Object Detection using Lidar
State-of-the-art AI Models for processing Lidar data in order to detect objects: Pointnet, Voxelnet, SECOND, and Pointpillar are explained
A major breakthrough in recognition and detection tasks on images was due to moving from hand-crafted features to machine-learned features. PointNet the first, an end-to-end deep neural network that learns point-wise features directly from point clouds brought the same breakthrough for point cloud data and after this new architecture, various types of models are proposed to perform object classification, detection, and segmentation tasks on the point cloud.

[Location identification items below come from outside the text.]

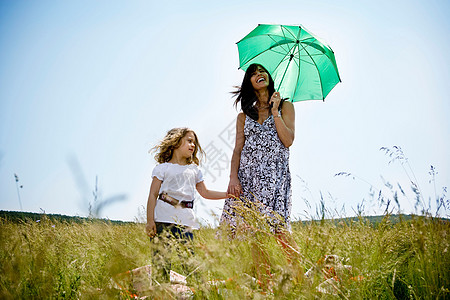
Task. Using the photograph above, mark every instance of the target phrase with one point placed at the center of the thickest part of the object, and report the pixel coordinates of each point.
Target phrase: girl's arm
(285, 125)
(208, 194)
(234, 186)
(150, 228)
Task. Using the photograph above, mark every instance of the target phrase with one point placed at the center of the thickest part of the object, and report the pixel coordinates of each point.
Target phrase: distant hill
(18, 217)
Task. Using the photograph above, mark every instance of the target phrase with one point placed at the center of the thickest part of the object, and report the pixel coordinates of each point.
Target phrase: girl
(175, 179)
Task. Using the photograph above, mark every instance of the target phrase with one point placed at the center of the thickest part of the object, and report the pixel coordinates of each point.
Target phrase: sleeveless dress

In this post, I will explain the PointNet and the models coming out to accomplish more complicated tasks with Lidar thanks to the usage of Pointnet embedded in their architectures.
First, let’s take a look at the challenges of processing Lidar data and how PointNet solves these problems for the first time:
Challenges for processing point clouds :
- The lidar data is unstructured so the model should be permutation invariant (if you have n points you have n! permutations of ordering and processing this data). In other words, in contrary to the images where we can go from left to right and from top to bottom by saying “this is the first pixel, this is the second pixel…”, in lidar data, we don’t have any exact order of point, we don’t have any start or end point that model will follow. So, each time we run the model for a train or test process, the model should be robust enough to give the same result independently from the order of processing the points.
- Interaction of points (the relation between neighbor points (local features) and general relation (global features) should be extracted. For classification, the global features are important since the task is to decide on a global class for the whole point cloud. For segmentation, a combination of local and global knowledge is required
- The model should be transform-invariant (translation — rotation). A chair is still a chair when it's rotated 90 degrees, etc.